A leading consumer goods company in the personal care and hygiene industry was in the midst of a complex global divestiture: the spin-off of its international business into a new joint venture, “Newco”.
This required transferring thousands of employees, assets, and operations across EMEA, APAC, and LATAM into a newly formed entity while maintaining compliance, continuity, and regulatory readiness.
As part of this process, the company needed to ensure that employee records at dozens of international mills were complete, accurate, and legally sound before transfer.
Many of these records dated back decades, spanned multiple jurisdictions, and existed in a mix of electronic systems and physical paper archives stored on-site at mills.
The work needed to be completed quickly, under regulatory scrutiny, and with little room for error, because missing or incomplete documentation could delay the spin-off or introduce compliance risk.
The company faced several compounding challenges at once. Internal teams did not have the capacity, global reach, or execution model to manage this centrally without risking delays, compliance gaps, or employee disruption.
The project covered 29 locations across 14 countries, with sites spread across Europe, APAC, and LATAM, and limited central visibility into what records existed or where they were stored.
Many employee files were paper-based and archived in boxes inside mills. Local teams often did not know where files were located or whether they were complete, meaning validation required an on-site presence rather than remote review.
Resources needed familiarity with HR documentation and compliance standards, while also being comfortable working in industrial environments, handling physical archives, moving boxes, navigating storage areas, and working independently on-site.
The project was originally scoped for five weeks, with countries and locations added late, sometimes without warning. Geopolitical instability, including active conflict in certain regions, required rapid replanning and safety decisions.
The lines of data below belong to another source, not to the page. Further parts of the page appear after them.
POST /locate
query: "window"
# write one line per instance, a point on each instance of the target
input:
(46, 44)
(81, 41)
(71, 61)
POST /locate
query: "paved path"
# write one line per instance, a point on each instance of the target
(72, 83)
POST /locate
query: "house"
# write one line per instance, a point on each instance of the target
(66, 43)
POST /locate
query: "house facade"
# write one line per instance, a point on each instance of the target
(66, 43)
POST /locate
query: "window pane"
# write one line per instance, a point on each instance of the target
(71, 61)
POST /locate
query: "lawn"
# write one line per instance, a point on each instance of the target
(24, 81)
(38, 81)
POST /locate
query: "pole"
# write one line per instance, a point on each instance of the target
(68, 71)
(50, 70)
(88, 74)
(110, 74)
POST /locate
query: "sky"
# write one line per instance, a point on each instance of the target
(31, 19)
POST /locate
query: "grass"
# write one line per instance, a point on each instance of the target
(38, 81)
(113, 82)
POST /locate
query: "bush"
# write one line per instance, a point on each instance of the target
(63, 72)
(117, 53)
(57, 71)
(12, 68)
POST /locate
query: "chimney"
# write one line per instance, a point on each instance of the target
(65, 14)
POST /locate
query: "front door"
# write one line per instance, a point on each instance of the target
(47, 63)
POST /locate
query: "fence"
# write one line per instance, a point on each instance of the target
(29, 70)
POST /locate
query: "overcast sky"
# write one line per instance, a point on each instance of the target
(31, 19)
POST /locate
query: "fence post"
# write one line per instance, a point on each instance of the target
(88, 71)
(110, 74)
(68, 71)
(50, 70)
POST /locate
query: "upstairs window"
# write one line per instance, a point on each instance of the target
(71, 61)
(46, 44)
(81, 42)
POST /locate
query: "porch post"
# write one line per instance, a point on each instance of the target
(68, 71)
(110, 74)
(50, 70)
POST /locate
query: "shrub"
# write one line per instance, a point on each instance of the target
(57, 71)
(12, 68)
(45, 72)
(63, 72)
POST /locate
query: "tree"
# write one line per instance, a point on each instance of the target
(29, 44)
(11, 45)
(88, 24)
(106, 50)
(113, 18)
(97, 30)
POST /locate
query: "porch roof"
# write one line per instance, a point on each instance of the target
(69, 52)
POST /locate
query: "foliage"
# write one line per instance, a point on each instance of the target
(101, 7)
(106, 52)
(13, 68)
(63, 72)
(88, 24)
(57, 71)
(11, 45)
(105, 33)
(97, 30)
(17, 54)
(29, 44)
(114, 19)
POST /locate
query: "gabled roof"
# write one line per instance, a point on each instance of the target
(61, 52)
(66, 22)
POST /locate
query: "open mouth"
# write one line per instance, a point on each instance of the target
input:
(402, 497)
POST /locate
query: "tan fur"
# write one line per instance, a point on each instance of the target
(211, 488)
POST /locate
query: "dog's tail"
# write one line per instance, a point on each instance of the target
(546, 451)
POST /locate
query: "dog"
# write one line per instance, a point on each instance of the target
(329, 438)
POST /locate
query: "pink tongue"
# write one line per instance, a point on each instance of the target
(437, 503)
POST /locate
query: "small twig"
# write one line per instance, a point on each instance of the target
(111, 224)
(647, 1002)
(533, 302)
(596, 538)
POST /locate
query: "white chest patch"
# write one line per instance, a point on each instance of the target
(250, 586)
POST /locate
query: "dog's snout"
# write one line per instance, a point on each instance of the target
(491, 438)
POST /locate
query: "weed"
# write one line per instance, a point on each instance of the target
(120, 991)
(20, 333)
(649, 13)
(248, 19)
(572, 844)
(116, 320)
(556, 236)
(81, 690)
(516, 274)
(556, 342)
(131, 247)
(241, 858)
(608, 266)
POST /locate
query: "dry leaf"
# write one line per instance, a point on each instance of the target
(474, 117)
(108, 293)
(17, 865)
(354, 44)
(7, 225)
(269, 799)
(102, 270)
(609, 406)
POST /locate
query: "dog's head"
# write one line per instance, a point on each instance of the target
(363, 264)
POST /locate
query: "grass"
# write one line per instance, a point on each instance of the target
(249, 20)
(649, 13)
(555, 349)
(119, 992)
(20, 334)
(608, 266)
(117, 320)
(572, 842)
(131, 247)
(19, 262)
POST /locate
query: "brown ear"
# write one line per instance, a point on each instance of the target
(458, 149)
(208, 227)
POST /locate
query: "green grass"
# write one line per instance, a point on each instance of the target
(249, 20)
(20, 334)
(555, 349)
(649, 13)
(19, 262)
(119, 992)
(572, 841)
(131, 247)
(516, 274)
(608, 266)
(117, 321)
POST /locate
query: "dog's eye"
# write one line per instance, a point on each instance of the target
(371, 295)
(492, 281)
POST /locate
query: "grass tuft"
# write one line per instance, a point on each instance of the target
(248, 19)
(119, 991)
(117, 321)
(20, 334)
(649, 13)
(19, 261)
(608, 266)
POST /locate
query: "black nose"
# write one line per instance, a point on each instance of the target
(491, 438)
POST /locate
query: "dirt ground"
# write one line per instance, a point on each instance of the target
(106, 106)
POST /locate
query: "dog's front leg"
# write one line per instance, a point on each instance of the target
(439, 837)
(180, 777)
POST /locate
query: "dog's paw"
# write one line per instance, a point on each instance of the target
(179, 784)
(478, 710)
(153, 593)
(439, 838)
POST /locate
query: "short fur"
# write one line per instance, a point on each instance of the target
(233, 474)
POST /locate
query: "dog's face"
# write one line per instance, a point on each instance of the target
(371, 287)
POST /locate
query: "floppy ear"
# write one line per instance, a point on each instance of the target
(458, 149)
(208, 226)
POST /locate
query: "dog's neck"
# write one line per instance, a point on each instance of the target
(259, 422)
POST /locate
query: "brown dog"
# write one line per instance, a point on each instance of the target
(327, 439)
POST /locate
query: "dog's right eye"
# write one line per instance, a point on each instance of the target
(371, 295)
Contractors were being contacted across borders by U.S.-based teams. In several regions, additional reassurance was needed so the outreach didn’t appear suspicious, while language differences required translated communications and tailored talk tracks.
The company engaged Guidant Global to deliver the project as a centrally governed, globally executed HR validation effort. Guidant Global’s approach combined on-the-ground execution with centralized control.
HR document validation was completed across 29 locations in 14 countries. The project remained ahead of the original five-week timeline and was delivered at approximately half the expected cost. No major compliance failures or transfer delays were reported, while late-added countries and unplanned obstacles were absorbed without derailing the timeline.
HR document validation was completed across 29 locations in 14 countries, supporting compliance and transfer readiness across EMEA, APAC and LATAM.
The project remained ahead of the original five-week timeline and was delivered at approximately half the expected cost, finishing one month early and 31% under budget.
No major compliance failures or transfer delays were reported, and late-added countries and unplanned obstacles were absorbed without derailing the timeline.
Beyond the immediate outcomes, the project demonstrated Guidant Global’s ability to execute high-risk, non-standard global work, not just staff roles, during one of the most scrutinized phases of the company’s transformation.